ラナード王国
あれから1週間後、俺は今ラナード王国へ向かう為に屋敷のある部屋にいた。
「はぁ~、コレが『ゲート』ね~」
俺の目の前には、高さ3m横幅5mぐらいの四角い鏡のような物が複数あった。
なんか思ってたのと違う。
もっと人が1人通れるぐらいのこじんまりとした魔法的な物を思い浮かべていたんだが、想像よりかなりデカい。
鏡の部分をよく見れば、うっすらと光って見え辛いが、なんとなく別の景色が見えるから多分これがゲートで間違いないはず。
ゲートは全部で4つあり、これがそれぞれの町とラナード王国に繋がっているんだろう。
「うちから繋がってるゲートは全部各町の責任者の屋敷に繋がっててな、んでこっちがラナード王国の王城に繋がってるやつな」
親父がそう言いながら、ゲートの1つをポンポンと叩いている。
「いやいや、王城とかってそれ大丈夫なのか?ってか防犯とか大丈夫なのか?ここの部屋ってうちの屋敷から少し離れた場所にある割には見張りみたいな人とかいなかった気がするんだけど?」
「ん?ああ、向こうからこっちに来れる奴は制限してるしな。各町の責任者かそいつらと一緒なら通れるようにしてるぞ。あっ、カイエンは通れるようにしてあるからな。よくここ使ってるぞ?ラナード王国はタカシだけだな。昔はよく家族を連れてちょくちょくは来てたんだけどなぁ、ここ数年は忙しいのかさっぱり来なくなったな。まぁ、変わりに俺が向こうに行ってるけどな」
なるほどね、こっちは自由だけど相手には制限があるのね。便利だな。
あと、カイエンが頻繁に来れる理由はソレか.....
今更だけど、あいつ少し自由過ぎない?いい加減ソウカにおしおきされるんじゃないか?
俺は少し自由人な友人を心配するが、すぐに切り替える。
「じゃあそこを通ればすぐにラナード王国に行けるんだな?」
「おうっ!んじゃ、まぁ、さっそく行くか」
親父の号令で俺達はゲートを通る。
ちなみに向かうメンバーは親父と母さんと俺の他に、嫁さんズ5人だ。
アリアは親父と母さんの代わりにこっちで留守番のようだ。
俺は恐る恐るゲートに足を踏み込む。
おお、なんか変な気分だな。
振れた部分は波打つのだが、触れている感触はしない。
不思議な感触に驚きながらゲートを通ると、そこは少し広い部屋だった。
部屋の内装はやけに豪華なのだが窓が無い。
あるのは扉が1つだけだ。
「おう、今呼ぶから少しこの部屋で待機だ。

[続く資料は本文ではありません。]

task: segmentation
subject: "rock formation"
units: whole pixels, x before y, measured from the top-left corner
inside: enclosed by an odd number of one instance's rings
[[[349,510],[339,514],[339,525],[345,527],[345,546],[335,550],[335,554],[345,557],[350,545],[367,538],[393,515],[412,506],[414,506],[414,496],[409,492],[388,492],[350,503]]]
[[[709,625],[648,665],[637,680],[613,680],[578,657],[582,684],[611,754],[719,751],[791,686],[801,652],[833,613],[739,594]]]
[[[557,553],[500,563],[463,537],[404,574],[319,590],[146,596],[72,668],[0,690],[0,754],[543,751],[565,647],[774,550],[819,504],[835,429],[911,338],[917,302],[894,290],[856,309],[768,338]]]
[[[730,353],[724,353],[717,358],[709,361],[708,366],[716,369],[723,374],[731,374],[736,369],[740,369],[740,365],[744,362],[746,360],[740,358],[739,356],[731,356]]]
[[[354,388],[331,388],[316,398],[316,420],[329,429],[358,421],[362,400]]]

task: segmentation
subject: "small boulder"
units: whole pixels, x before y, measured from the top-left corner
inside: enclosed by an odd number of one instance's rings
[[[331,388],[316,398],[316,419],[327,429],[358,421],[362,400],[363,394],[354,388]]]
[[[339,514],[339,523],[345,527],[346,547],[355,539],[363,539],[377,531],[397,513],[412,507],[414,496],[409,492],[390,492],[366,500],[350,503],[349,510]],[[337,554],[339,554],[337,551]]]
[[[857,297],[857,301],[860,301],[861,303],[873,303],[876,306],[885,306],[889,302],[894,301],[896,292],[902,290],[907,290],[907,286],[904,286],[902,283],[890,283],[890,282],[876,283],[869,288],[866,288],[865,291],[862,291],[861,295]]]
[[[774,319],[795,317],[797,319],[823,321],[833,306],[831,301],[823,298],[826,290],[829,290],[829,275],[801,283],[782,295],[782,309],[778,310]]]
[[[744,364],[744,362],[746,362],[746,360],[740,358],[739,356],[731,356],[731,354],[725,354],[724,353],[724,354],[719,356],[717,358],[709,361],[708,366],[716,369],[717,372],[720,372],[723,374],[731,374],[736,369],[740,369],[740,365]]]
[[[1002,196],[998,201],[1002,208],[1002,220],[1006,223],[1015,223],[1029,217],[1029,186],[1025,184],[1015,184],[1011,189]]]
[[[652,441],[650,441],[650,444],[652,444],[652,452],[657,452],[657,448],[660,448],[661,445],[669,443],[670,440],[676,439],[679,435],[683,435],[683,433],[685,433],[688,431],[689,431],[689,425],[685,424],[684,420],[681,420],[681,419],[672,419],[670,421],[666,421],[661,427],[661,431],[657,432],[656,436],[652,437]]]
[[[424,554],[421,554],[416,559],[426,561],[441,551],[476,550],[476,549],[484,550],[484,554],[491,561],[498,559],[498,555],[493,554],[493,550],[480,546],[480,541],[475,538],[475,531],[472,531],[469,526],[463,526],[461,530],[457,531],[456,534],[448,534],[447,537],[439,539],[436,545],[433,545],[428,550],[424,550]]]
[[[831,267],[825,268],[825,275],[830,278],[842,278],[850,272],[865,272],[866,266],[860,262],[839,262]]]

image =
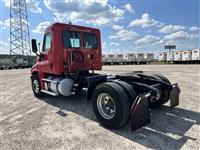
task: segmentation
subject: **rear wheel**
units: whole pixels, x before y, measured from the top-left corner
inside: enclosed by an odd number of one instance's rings
[[[32,76],[32,90],[35,97],[43,97],[44,93],[41,92],[41,84],[38,75]]]
[[[119,128],[130,115],[128,96],[120,85],[114,82],[102,83],[93,93],[93,110],[102,125]]]
[[[168,83],[168,84],[171,84],[171,82],[163,75],[160,75],[160,74],[155,74],[156,76],[158,76],[159,78],[162,79],[162,81]],[[168,90],[163,90],[162,91],[162,94],[163,94],[163,101],[162,101],[162,104],[165,104],[168,102],[169,98],[170,98],[170,91]]]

あの扉は向こうから鍵が掛かってるからな。開けてくれるまではここで待つ事になってるんだよ」
親父はそう言うと、うちの屋敷にもある呼び出しの魔道具にも似た道具のボタンを押す。
なるほど、こっちが制限かけてるように、向こうもこっちが好きに出入り出来ないようにしてるのか。
まぁ、当然だろうな。しかもここ、王城って聞いてたし.....
しばらくの間、部屋でくつろいでいると、扉からガチャガチャと鍵を外している音が聞こえてきた。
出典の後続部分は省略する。